La carrosserie en fibre de carbone mêle surfaces mates et brillantes, jouant sur les contrastes et la lumière. Chaque courbe, chaque prise d’air répond à une fonction aérodynamique précise tout en créant une sculpture roulante.

17,5 millions de dollars : pourquoi un tel prix ?

Le prix de 17,5 millions de dollars peut sembler déconnecté de toute réalité. Pourtant, il s’explique par plusieurs facteurs rationnels.

La rareté absolue constitue le premier argument : trois exemplaires seulement, dont un conservé par le créateur lui-même. Cette limitation artificielle crée une demande bien supérieure à l’offre, propulsant mécaniquement la valeur.

Le statut de dernier modèle de production de la Zonda ajoute une dimension historique. Dans le monde des hypercars, les modèles qui marquent la fin d’une lignée deviennent instantanément des pièces de collection recherchées.

À titre de comparaison, la Rolls-Royce Sweptail, précédent détenteur du record, atteignait 13 millions de dollars. La Bugatti La Voiture Noire s’est vendue environ 18,7 millions d’euros. La HP Barchetta se situe donc dans le cercle très fermé des voitures dépassant les 15 millions.

Enfin, la demande provient d’une clientèle ultra-fortunée pour qui posséder cet objet d’art mécanique représente l’aboutissement d’une passion automobile. Les deux exemplaires commercialisés ont trouvé acquéreur avant même de quitter l’usine de Modène.

L’accident de Zagreb et la renaissance

En septembre 2022, l’un des trois exemplaires a été victime d’un accident spectaculaire lors d’un rassemblement du Supercar Owners Circle à Zagreb, en Croatie.

La voiture a perdu le contrôle dans une rue étroite, les roues arrière ont décroché et l’hypercar a percuté de plein fouet une Ford Fiesta venant en sens inverse. Le choc a arraché la roue arrière gauche, détruit les éléments de suspension et sérieusement endommagé la carrosserie en carbone.

Le propriétaire, Oleg Egorov, fondateur du préparateur européen TopCar Design, a immédiatement rapatrié la voiture à l’usine Pagani en Italie. La reconstruction a duré près de deux ans, entre 2022 et 2024.

Contrairement à certaines Zonda accidentées qui ont été améliorées ou modifiées lors de leur réparation, la HP Barchetta a été restaurée à l’identique. Le seul changement visible concerne les jantes argentées qui remplacent les jantes noires d’origine.

La voiture est revenue sur les routes en mai 2024, prouvant le savoir-faire exceptionnel des ateliers Pagani et la détermination de son propriétaire à préserver ce joyau mécanique.

Qui possède les trois exemplaires ?

Le premier exemplaire appartient logiquement à Horacio Pagani lui-même. Le fondateur de la marque a toujours conservé dans sa collection personnelle les modèles les plus significatifs de son histoire.

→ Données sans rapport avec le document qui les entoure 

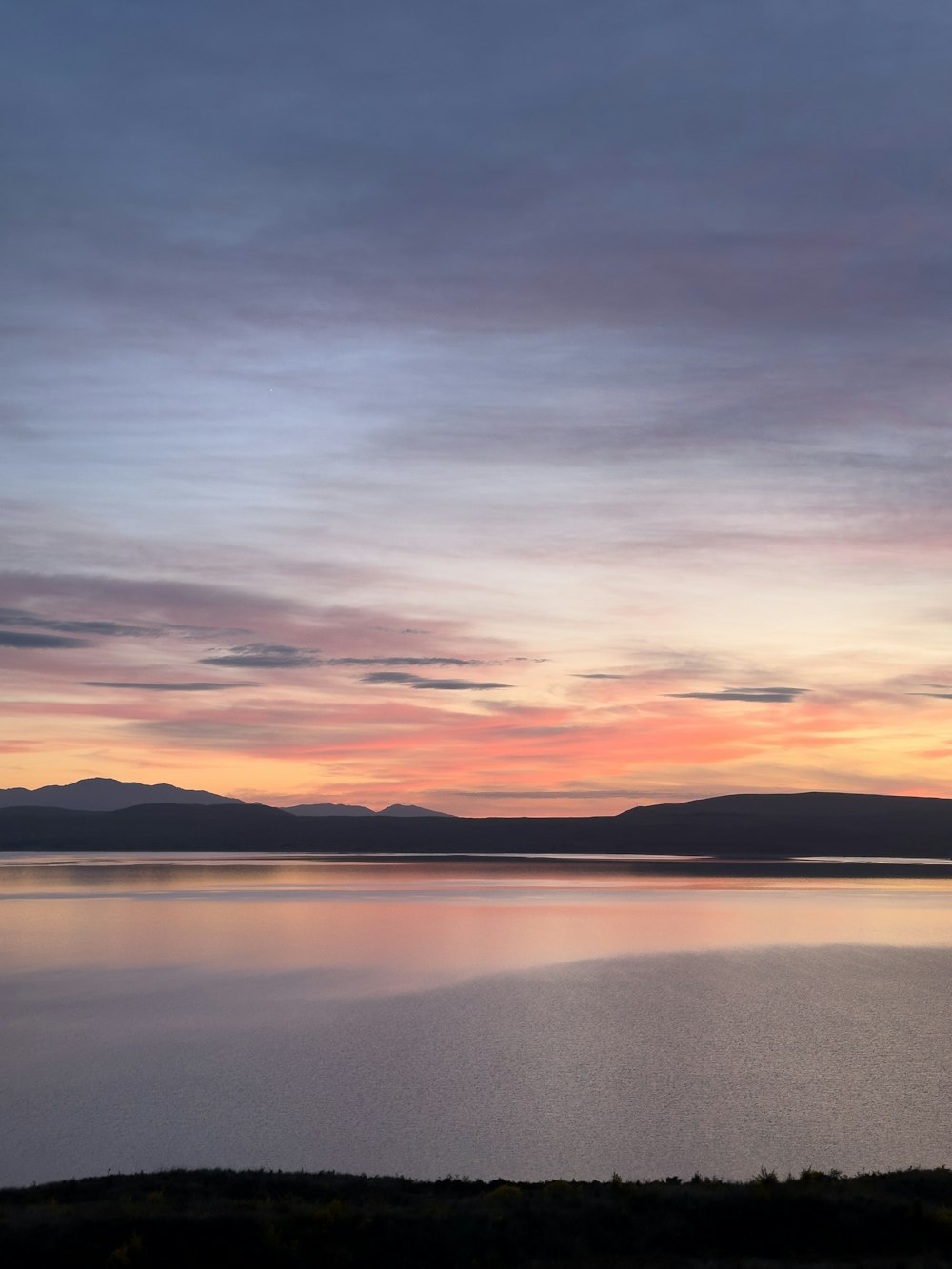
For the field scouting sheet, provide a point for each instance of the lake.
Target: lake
(484, 1017)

Le deuxième exemplaire, celui accidenté à Zagreb, est la propriété d’Oleg Egorov. Ce collectionneur russe possède l’une des plus impressionnantes collections de Pagani au monde : deux Zonda Cinque, une Zonda R, une Zonda 760 Roadster, une Zonda Tricolore et une Huayra BC. La HP Barchetta constitue la pièce maîtresse de cet ensemble exceptionnel.

Cet exemplaire se distingue par sa carrosserie entièrement noire mêlant carbone mat et brillant, avec une bande centrale dorée et des étriers de frein dorés. Une livrée sobre et élégante qui contraste avec l’extravagance technique du véhicule.

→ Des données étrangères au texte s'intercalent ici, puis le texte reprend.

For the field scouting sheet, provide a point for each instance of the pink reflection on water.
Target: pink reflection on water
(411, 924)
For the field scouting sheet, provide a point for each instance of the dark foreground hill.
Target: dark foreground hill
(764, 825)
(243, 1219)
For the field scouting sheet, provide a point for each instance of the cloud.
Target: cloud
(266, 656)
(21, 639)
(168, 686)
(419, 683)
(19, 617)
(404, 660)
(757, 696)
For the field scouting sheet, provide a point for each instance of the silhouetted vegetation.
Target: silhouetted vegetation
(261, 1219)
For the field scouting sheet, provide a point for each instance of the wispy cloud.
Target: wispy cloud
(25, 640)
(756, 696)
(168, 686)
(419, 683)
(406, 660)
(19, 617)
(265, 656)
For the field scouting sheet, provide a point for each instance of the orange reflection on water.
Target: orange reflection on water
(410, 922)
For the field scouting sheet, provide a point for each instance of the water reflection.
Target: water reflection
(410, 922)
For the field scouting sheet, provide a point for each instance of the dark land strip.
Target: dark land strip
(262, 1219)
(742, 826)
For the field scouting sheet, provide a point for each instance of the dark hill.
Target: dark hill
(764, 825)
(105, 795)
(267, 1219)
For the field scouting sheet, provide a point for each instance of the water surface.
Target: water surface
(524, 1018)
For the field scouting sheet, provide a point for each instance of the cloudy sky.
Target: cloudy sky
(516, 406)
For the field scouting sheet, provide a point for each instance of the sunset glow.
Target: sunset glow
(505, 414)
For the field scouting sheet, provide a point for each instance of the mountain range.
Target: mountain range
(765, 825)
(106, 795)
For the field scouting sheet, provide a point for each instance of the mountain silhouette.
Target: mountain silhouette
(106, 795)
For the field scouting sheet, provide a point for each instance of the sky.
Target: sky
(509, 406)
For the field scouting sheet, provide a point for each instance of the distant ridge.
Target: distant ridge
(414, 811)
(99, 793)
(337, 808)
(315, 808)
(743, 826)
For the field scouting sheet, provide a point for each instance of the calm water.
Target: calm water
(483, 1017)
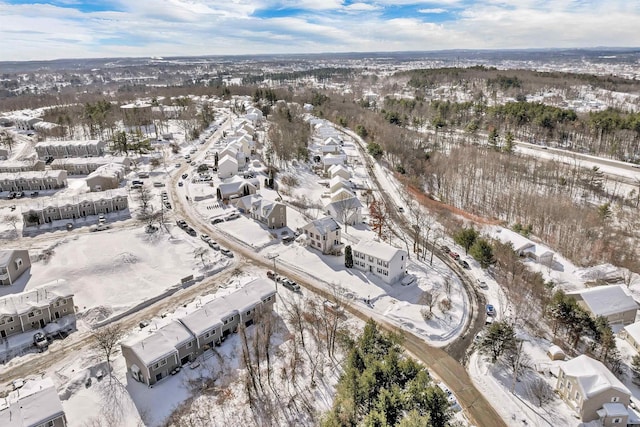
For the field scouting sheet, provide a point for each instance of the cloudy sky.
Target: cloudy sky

Le troisième et dernier exemplaire a été livré en 2022, mais l’identité de son propriétaire reste confidentielle. On sait seulement qu’il a été remis lors d’une cérémonie privée à l’atelier de Modène, dans la plus grande discrétion.

Le chant du cygne d’une icône

La Pagani Zonda HP Barchetta représente bien plus qu’une simple hypercar de plus dans un marché déjà saturé d’exclusivité. Elle incarne l’aboutissement de 18 années de perfectionnement, le point culminant d’une philosophie artisanale appliquée à l’automobile extrême.

Avec son V12 atmosphérique, sa boîte manuelle et son design barchetta radical, elle défend une vision de la supercar qui refuse les compromis de l’électronique et de la surpuissance assistée. Un objet de passion destiné à une poignée de privilégiés capables d’en comprendre la valeur et d’en accepter le prix.